Corp., 110 S.W.3d 131, 139 (Tex. App.—Houston [1st Dist.] 2003, no pet.)
(finding no showing of prejudice in absence of evidence showing “how the delay,
its fees and costs, the volume of discovery, or the information . . . obtained in
discovery had prejudiced” the party resisting arbitration); Texas Residential
Mortg., L.P. v. Portman, 152 S.W.3d 861, 864 (Tex. App.—Dallas 2005, no pet.)
(holding prejudice not established when party resisting arbitration showed
“absolutely no evidence” of prejudice when her counsel failed to identify work
done or costs incurred that would not have occurred in anticipation of arbitration);
Associated Glass, Ltd. v. Eye Ten Oaks Invs., Ltd., 147 S.W.3d 507, 514 (Tex.
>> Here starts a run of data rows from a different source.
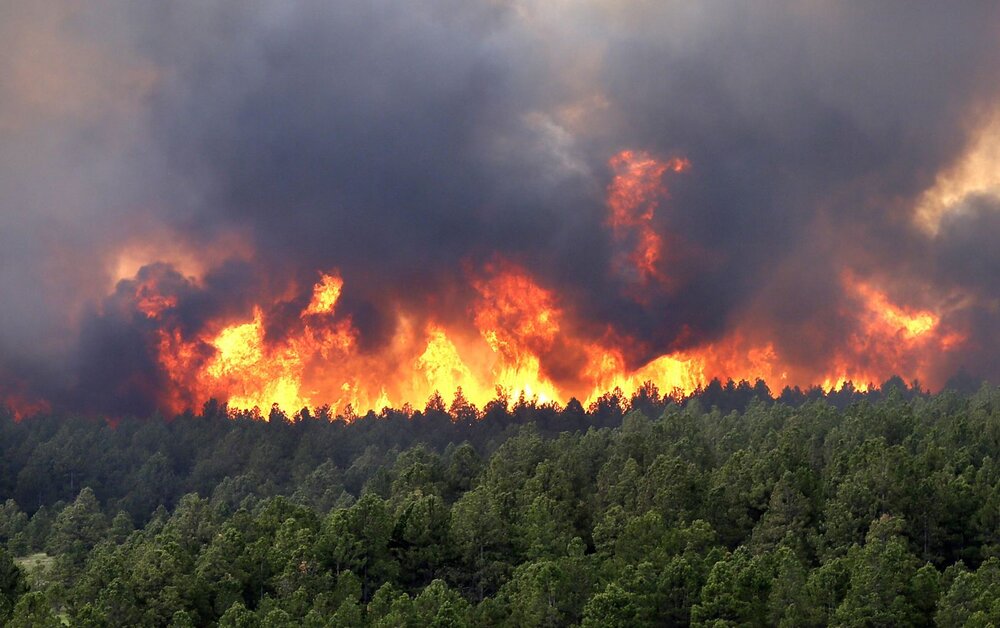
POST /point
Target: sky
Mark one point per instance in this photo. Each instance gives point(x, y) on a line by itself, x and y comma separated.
point(232, 149)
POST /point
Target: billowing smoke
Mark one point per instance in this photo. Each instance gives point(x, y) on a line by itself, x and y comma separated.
point(175, 165)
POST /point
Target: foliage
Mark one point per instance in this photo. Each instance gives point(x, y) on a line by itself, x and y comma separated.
point(728, 508)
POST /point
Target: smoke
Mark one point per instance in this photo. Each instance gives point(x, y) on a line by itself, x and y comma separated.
point(229, 151)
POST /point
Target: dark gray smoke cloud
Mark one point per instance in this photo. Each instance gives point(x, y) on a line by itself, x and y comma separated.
point(404, 143)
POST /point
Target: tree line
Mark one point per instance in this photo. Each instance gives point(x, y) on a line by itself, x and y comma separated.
point(730, 507)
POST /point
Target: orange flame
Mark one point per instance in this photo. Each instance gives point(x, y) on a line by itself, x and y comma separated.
point(633, 197)
point(520, 336)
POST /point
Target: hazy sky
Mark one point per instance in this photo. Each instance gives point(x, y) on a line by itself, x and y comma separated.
point(247, 143)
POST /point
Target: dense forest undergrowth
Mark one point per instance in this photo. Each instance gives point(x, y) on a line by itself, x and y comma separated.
point(727, 508)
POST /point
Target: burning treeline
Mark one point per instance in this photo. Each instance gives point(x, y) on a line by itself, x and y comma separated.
point(296, 347)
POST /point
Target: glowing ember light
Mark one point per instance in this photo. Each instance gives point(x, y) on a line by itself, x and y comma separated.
point(633, 197)
point(520, 336)
point(325, 295)
point(519, 327)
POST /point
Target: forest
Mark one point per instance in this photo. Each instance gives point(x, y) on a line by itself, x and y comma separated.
point(730, 507)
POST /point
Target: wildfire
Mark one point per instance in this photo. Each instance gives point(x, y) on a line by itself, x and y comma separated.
point(634, 195)
point(519, 335)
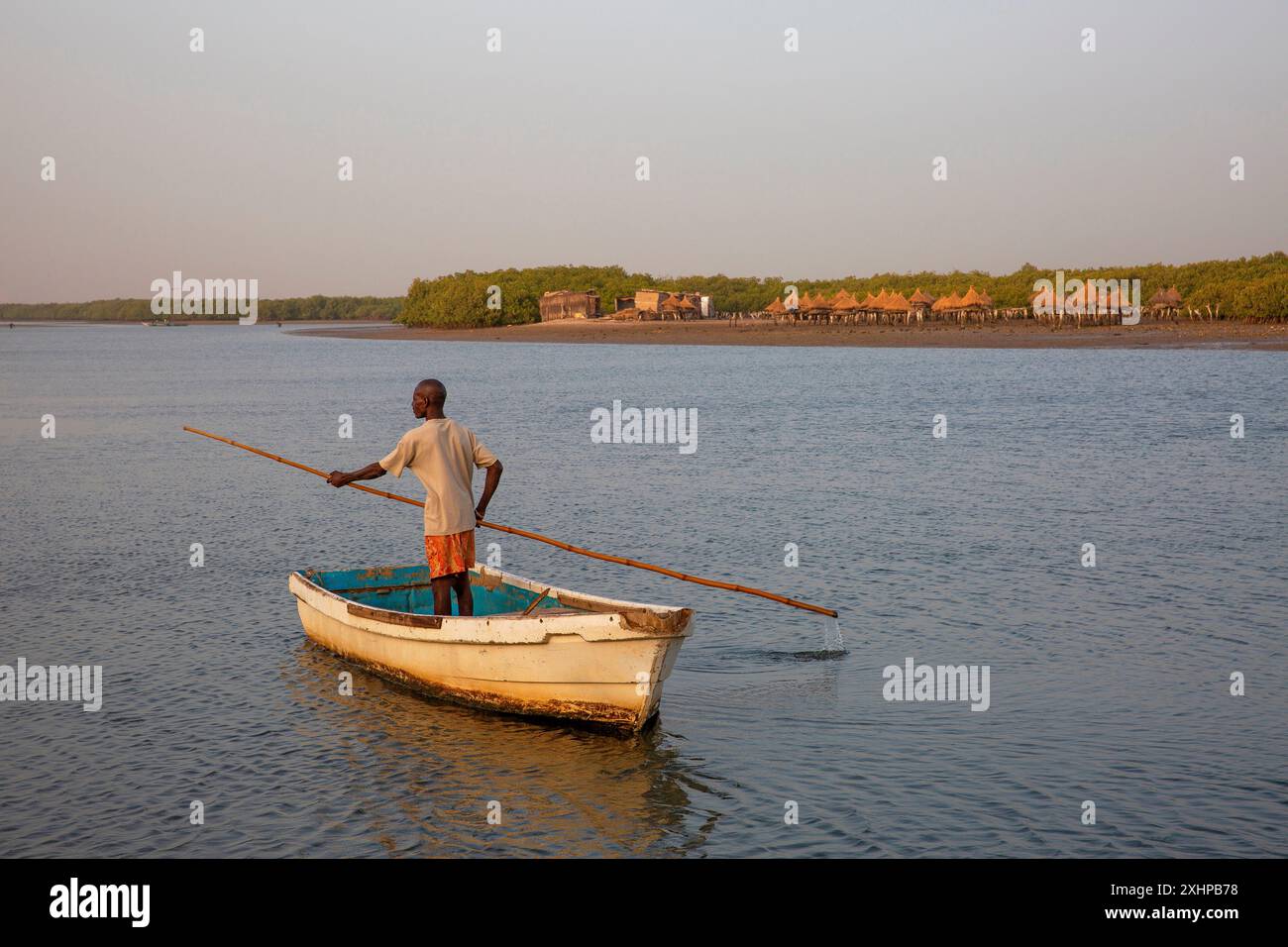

App.—San Antonio 2004, orig. proceeding) (holding prejudice not established
when party resisting arbitration failed to submit evidence in support of general
allegations of prejudice by “increased and ‘destructive’ discovery expenses”).
“Showing prejudice is generally an evidentiary burden.” Williams Indus.,
110 S.W.3d at 135. Durant did not make any other argument that could be
29 construed as addressing prejudice in the trial court or in this Court, nor did she
adduce any evidence to establish she was prejudiced. See id. at 141 (holding party
resisting arbitration “failed to carry its heavy burden of showing actual prejudice
because it offered no evidence in support”).14 We thus hold Durant did not meet
her evidentiary burden to establish prejudice.
We sustain Northpointe’s second issue.
Conclusion
We reverse the trial court’s order denying Northpointe’s Motion to Compel.
We remand for the trial court to sign an order (1) compelling the parties to arbitrate
Durant’s claims and (2) staying the proceedings pending completion of the
arbitration.
Veronica Rivas-Molloy Justice
Panel consists of Chief Justice Radack and Justices Countiss and Rivas-Molloy.
14 Durant declined to discuss waiver in her appellate brief, stating that “there can be no waiver issue to discuss, unless and until the burden of the Best Evidence Rule has been met.”